Biosimilars: Policy, Clinical, and Regulatory Considerations

Dr. Scott Gottlieb examines the current regulatory climate for

biosimilars, which are biologic drugs considered similar in composition to, but not necessarily clinically interchangeable with, an innovator product. While prescription of biosimilars has the potential to offer cost savings that can translate into public health benefits through improved access, the inherent complexity of these follow on drugs--significantly greater complexity than that posed by traditional small-molecule drugs--requires a regulatory approach uniquely adapted to the evaluation of these biological products. Dr. Gottlieb discusses the evolution of the European Union's approach to regulating biosimilars as offering one potential model upon which we can design a process that facilitates access to biosimilars while providing assurances of safety. However before such legal and regulatory matters can be addressed, the scientific and public policy communities must reconcile issues related to clinical data requirements and regulatory transparency, patent terms, and the requirements for demonstrating the interchangeability of branded and follow on products.

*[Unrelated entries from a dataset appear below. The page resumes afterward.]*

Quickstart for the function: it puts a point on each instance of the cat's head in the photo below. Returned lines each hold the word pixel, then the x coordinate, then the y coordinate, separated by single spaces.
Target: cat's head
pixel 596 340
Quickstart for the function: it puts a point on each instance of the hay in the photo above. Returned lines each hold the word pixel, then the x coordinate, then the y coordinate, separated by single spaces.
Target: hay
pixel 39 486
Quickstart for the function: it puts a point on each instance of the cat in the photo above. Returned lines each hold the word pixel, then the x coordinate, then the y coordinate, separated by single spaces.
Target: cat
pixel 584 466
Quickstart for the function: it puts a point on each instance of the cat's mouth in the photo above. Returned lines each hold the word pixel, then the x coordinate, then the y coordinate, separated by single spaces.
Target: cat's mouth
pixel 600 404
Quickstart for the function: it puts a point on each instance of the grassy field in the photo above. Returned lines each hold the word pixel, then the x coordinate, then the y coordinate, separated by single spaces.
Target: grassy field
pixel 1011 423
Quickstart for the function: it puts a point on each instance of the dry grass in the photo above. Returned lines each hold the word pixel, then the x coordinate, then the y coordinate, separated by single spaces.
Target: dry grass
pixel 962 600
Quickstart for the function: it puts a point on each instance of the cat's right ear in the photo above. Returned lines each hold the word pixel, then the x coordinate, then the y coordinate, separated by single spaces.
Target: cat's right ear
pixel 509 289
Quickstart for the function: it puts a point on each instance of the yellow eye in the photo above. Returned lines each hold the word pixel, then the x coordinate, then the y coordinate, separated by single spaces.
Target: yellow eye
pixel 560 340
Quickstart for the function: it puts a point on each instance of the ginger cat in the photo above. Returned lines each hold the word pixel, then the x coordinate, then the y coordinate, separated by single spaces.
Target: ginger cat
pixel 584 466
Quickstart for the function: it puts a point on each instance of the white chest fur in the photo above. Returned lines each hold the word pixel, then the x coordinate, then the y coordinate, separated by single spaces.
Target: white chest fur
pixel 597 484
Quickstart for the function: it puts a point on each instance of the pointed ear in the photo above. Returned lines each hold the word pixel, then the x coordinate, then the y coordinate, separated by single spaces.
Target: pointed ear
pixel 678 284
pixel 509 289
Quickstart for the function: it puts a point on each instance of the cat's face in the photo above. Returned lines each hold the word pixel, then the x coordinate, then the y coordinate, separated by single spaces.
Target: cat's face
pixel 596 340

Resident Fellow Scott Gottlieb, M.D.
The legal and regulatory status of biosimilars (biopharmaceuticals that are considered similar in composition to an innovator product, but not necessarily clinically interchangeable) is a health policy issue currently under consideration by the Food and Drug Administration (FDA) and U.S. legislators on Capitol Hill. The establishment of a pathway for enabling the approval of biosimilars through an abbreviated regulatory process, and, in certain cases, for demonstrating their therapeutic equivalence and interchangeability with innovator products (i.e., originator), has the potential to provide meaningful cost savings to healthcare consumers and the government that could translate into public health benefits from improved access. To wit, enabling the aproval of follow-on proteins through an abbreviated regulatory process, after the intellectual property on the originator protein has lapsed, could enable price competition between similar products. In addition, the follow-on product could presumably be priced lower than the originator as a consequence of the follow-on product's lower development costs. The ensuing competition among multiple manufacturers, and additional incentives this will generate for innovators to develop improved versions of existing proteins, could generate still more public health benefits. However, the cost savings probably are not as large as some have estimated. Some current estimates, which envision substantial cost savings, extrapolate from experience with small-molecule generic drugs. This is not an appropriate economic comparison given the scientific and clinical differences between protein and small-molecule drugs. But even smaller cost savings, perhaps on the order of 15-30% off of the cost of an originator protein, could be meaningful. This magnitude of savings mirrors the experience seen in protein drug categories that have benefited from multiple product introductions. As such, it may be a more realistic estimate of the potential savings from biosimilars. This more conservative estimate should not dampen enthusiasm for a thoughtful process for enabling the approval of safe and effective biosimilars proteins. Proponents of the creation of an abbreviated regulatory pathway for FDA approval of biosimilars have every reason to view such a process, and the potential for cost savings, as an important public health goal.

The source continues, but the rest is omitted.